By July

June was an interesting month. Ran 43.5 miles. But, for the reading it was full of short stories and quick reads. Finished:

  • The Millstone by Margaret Drabble
  • Thirty-Three Teeth by Colin Cotterill
  • Love Medicine by Louise Erdrich
  • Yocandra in the Paradise of Nada by Zoe Valdes
  • A Bridge Too Far by Cornelius Ryan (AB)
  • A Death in the Family by James Agee
  • Edge of Time by Loula Grace Erdman – probably my favorite

Short stories:

  • “A perfect Day for a Bananafish” by JD Salinger
  • “For Esme – with Love and Squalor” by JD Salinger
  • “The Orphan” by Nell Freudenberger
  • “Outside the Eastern Gates” by Nell Freudenberger
  • “Four Calling Brids, Three French Hens” by Lorrie Moore
  • “People Like That Are the Only People Here” by Lorrie Moore
  • “Mr Squishy” by David Foster Wallace
  • “The Suffering Channel” by David Foster Wallace
  • “Blight” by David Bezmozgis
  • “Hot Ice” by David Bezmozgis

For fun I read two books related to running:

  • Anatomy, Stretching and Training for Marathoners by Dr. Philip Striano
  • Rocket Fuel by Matthew Kadrey, MD

And for the Early Review program with LibraryThing, another book about running:

  • Off the Beaten Trail by Meghan Hicks and Bryon Powell

Natasha: and Other Stories

Bezmozgis, David. Natasha: and Other Stories. New York: Farrar, Straus & Giroux, 2004.
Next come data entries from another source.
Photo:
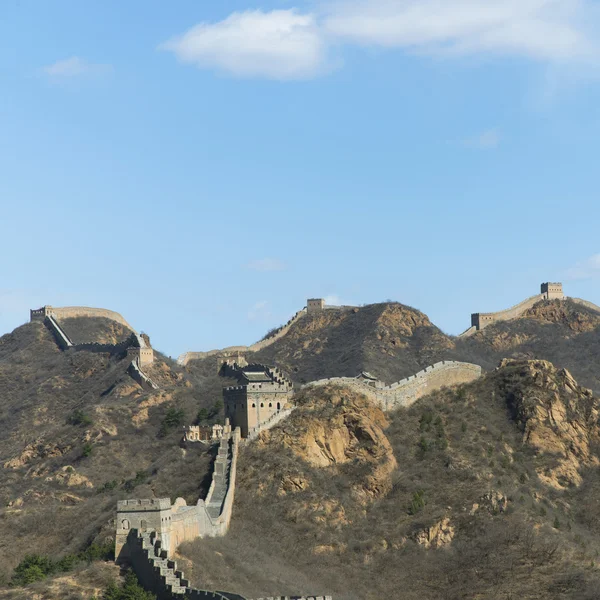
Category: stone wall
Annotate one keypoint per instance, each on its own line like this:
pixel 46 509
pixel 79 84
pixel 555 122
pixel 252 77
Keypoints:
pixel 479 321
pixel 62 339
pixel 587 304
pixel 68 312
pixel 482 320
pixel 406 392
pixel 253 403
pixel 235 351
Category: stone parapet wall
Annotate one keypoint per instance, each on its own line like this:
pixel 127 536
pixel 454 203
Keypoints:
pixel 406 392
pixel 68 312
pixel 587 304
pixel 276 418
pixel 277 335
pixel 176 523
pixel 296 598
pixel 482 320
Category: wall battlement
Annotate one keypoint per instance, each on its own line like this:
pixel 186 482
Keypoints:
pixel 177 522
pixel 407 391
pixel 136 346
pixel 263 392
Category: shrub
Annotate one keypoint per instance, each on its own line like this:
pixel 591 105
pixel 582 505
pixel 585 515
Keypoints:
pixel 33 567
pixel 108 486
pixel 140 477
pixel 418 502
pixel 87 450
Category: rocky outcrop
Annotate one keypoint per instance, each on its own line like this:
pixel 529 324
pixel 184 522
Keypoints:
pixel 558 417
pixel 334 426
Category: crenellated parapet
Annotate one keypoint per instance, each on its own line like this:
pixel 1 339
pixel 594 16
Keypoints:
pixel 261 395
pixel 479 321
pixel 407 391
pixel 137 346
pixel 175 523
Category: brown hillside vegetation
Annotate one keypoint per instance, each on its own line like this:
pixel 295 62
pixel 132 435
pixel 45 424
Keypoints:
pixel 560 331
pixel 393 341
pixel 474 492
pixel 77 434
pixel 389 340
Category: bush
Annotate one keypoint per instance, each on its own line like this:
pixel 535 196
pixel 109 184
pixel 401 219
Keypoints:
pixel 87 450
pixel 140 477
pixel 78 417
pixel 418 502
pixel 33 567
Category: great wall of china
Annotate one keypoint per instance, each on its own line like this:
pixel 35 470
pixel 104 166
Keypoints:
pixel 549 291
pixel 149 531
pixel 137 346
pixel 406 392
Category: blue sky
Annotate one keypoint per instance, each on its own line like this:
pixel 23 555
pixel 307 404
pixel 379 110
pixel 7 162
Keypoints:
pixel 204 167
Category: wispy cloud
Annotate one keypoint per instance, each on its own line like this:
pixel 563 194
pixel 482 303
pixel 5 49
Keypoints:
pixel 486 140
pixel 289 44
pixel 266 264
pixel 259 311
pixel 586 269
pixel 74 67
pixel 281 44
pixel 548 30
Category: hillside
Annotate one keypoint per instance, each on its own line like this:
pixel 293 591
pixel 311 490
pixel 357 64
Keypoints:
pixel 77 433
pixel 561 331
pixel 478 492
pixel 389 340
pixel 491 488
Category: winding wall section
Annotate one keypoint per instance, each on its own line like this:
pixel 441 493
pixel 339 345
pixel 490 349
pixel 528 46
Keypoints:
pixel 185 358
pixel 406 392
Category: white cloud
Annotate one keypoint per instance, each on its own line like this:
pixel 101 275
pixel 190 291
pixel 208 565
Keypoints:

Reason read: June is short story month.

Natasha and Other Stories is comprised of seven short stories. I read “Tapka” and title story, “Natasha.” The interesting thing about all seven stories is that they all center around one family, the Bermans. “Tapka” and “Natasha” center on Mark, the son.

“Tapka”
Six year old Mark Berman falls in love with Tapka, his neighbor’s tiny white Lhasa-apso, at first sight. He cares for this animal so deeply he and his cousin are bestowed care-taking duties of Tapka. Until tragedy strikes.
Best line, “With no English, no money, no job, and only a murky conception of what the future held, he wasn’t equipped to admire Tapka on the Italian Riviera” (p 5).

“Natasha”
Ten years later, sixteen year old Mark develops feelings for his fourteen year old cousin, Natasha. She is wise beyond her years; much more experienced than Mark. She teaches him a thing or two about coming of age.
Best line, “She was calibrated somewhere between resignation and joy” (p 90).

Author fact: Bezmozgis was born in Latvia.

Book trivia: Natasha and Other Stories is Bezmozgis’s first book.

BookLust Twist: from More Book Lust in the chapter called “Good Things Come in Small Packages” (p 102).